惣一郎と迫田はメゾン・ド・ポリス、ひよりは柳町北署に戻り、夜になるのを待って再度集まった。
青天社は、昼間橘さんと会ったカフェにほど近いビルの七階に入っていた。少し離れたビルのエントランスの陰で見張っていると、午後九時過ぎに橘さんが出て来た。着ているものは昼間と同じだが、バッグは黒革の肩掛けのものに変わっている。通りを歩きだした橘さんだったが少し行くと立ち止まり、後ろを振り返った。念入りに視線を巡らせ、また歩きだす。
「またきょろきょろか。やっぱりなにかあるな」
迫田が言い、エントランスの陰から出た。惣一郎とひよりも続く。
橘さんは繁華街を抜け、住宅街に入った。歩き方は普通だが、時々足を止めたり歩を緩めたりしては後ろや通りの反対側を窺う。惣一郎たちは見失わない限界まで距離を置き、路上駐車している車や自動販売機の陰に身を隠しながら尾行を続けた。
十分ほど歩き、橘さんはコンビニに入った。
「そろそろ声をかけて事情を訊きませんか?」
惣一郎がガラス張りの外壁越しにコンビニの中を覗いていると、隣でひよりが言った。橘さんはプラスチック製のカゴを手に飲み物やパンを選んでいるものの、店のドアが開く度に振り返って見る。その目には、不安と警戒の色がはっきり浮かんでいた。

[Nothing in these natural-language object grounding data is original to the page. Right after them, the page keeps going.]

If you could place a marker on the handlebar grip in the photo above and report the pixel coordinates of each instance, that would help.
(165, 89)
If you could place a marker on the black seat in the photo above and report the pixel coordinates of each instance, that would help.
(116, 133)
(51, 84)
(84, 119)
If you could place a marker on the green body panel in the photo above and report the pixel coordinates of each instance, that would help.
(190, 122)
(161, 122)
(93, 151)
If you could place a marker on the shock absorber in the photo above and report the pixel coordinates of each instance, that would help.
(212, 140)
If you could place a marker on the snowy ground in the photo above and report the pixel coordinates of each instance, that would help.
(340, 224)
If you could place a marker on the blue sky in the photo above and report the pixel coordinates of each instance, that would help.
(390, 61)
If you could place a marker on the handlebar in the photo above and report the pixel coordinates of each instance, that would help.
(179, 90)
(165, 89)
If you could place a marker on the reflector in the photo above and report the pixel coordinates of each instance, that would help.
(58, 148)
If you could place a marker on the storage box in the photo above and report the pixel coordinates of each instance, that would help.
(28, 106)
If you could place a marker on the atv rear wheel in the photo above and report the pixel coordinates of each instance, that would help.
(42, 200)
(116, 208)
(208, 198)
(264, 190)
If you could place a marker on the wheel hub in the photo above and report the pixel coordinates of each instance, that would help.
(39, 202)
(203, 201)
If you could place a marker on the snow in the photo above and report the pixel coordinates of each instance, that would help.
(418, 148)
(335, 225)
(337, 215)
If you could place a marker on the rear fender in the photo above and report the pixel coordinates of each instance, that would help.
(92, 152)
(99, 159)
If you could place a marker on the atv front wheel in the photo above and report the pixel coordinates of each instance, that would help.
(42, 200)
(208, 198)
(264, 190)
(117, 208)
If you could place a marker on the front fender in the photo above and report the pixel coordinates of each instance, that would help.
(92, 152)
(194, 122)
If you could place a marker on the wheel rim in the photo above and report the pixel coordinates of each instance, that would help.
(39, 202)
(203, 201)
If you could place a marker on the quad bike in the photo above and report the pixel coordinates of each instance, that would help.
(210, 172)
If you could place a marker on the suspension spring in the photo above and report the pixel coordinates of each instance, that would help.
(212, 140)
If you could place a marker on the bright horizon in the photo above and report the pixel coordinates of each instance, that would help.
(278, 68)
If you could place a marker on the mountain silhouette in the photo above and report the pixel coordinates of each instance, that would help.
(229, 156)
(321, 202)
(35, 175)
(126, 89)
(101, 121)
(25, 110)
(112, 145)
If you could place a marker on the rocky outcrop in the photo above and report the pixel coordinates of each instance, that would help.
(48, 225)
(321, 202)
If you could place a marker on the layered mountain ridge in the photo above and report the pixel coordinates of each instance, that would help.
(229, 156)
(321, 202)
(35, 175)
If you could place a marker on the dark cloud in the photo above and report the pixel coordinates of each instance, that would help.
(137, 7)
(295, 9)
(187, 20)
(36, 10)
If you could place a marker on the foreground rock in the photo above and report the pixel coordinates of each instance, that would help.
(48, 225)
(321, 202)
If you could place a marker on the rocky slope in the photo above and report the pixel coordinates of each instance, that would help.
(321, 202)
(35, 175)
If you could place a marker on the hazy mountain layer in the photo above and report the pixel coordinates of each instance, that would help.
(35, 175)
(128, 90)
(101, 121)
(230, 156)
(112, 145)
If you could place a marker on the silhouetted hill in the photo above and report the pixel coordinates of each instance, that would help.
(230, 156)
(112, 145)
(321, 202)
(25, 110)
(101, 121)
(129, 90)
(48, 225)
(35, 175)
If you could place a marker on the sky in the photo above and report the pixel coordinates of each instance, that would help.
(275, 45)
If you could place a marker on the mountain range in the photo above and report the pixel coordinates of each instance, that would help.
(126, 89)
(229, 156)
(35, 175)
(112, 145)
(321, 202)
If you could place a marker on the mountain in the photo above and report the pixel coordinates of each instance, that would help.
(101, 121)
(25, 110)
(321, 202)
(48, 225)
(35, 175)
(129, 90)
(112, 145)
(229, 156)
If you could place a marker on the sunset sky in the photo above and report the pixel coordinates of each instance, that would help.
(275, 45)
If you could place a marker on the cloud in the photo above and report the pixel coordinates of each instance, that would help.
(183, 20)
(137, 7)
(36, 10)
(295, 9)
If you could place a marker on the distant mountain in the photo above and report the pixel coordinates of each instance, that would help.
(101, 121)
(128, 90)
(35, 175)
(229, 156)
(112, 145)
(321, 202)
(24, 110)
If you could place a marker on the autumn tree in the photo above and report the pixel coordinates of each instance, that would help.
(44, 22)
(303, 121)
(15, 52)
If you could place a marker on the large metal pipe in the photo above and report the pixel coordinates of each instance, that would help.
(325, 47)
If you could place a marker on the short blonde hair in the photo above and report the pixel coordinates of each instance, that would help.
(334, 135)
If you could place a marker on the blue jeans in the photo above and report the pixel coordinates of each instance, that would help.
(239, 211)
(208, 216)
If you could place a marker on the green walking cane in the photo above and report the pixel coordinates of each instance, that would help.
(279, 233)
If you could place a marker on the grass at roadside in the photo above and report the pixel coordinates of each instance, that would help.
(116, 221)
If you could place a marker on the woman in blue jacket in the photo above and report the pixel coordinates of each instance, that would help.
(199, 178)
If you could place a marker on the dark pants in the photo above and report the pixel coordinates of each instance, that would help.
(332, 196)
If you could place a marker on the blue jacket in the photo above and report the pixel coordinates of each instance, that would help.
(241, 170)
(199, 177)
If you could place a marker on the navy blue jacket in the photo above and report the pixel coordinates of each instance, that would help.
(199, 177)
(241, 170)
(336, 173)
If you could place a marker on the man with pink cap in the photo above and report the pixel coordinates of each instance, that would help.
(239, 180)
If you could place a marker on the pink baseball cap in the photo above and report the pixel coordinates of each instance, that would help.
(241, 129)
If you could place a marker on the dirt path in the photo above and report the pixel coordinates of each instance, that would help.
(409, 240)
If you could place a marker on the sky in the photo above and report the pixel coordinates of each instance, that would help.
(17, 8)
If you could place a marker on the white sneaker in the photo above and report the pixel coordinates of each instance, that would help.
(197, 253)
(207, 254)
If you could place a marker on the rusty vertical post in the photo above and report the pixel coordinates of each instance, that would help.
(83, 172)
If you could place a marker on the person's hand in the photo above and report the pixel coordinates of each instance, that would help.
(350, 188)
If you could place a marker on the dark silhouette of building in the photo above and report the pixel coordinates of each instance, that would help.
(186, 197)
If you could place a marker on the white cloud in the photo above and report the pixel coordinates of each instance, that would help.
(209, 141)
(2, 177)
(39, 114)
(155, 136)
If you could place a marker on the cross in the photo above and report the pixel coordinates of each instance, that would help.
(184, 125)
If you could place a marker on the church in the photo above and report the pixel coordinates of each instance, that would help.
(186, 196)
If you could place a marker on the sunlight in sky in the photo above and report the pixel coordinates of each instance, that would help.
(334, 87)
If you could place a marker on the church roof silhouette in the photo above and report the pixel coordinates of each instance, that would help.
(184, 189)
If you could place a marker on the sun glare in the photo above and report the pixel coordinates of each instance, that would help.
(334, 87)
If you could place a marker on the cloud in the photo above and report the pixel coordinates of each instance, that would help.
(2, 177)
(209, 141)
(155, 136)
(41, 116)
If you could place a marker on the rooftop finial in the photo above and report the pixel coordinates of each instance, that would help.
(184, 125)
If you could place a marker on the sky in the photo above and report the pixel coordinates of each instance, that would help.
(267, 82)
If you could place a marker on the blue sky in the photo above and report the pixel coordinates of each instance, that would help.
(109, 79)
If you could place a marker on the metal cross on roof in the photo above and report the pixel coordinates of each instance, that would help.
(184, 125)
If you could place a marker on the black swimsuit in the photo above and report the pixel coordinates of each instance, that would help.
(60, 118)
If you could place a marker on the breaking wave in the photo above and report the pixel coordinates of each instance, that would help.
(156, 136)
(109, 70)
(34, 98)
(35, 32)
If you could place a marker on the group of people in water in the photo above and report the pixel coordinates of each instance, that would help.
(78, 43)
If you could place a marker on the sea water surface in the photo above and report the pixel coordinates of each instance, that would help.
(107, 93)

「まだだ。『なにかある』の『なにか』が、姿を現すかもしれねえ」
返したのは迫田。通りの前後を鋭い目で確認している。
「『なにか』って?」
「男、借金、警察……橘さんの身分照会はしたか?」
「はい。でも、なにも引っかかりませんでしたよ」
ひよりの答えに、迫田はふんと鼻を鳴らした。昼間は汗ばむほど暖かい日もあるが、夜はまだ冷える。ひよりは淡いグレーのパンツスーツの上に薄手のコートを着ていた。
間もなく、橘さんがコンビニから出て来た。あらかじめ通りの後方に移動していた惣一郎たちは、尾行を再開する。
少し歩いて、橘さんは脇道に入った。街灯はあるがしんとして、人通りもない。右手にコンビニのレジ袋を持ち左肩にバッグをかけた橘さんの後ろ姿が、緊張したのがわかった。レジ袋を右手首にかけ、バッグを開けてなにか取り出す。家のカギだろうか。自宅で仕事をするのか、バッグは膨らんで重たそうだ。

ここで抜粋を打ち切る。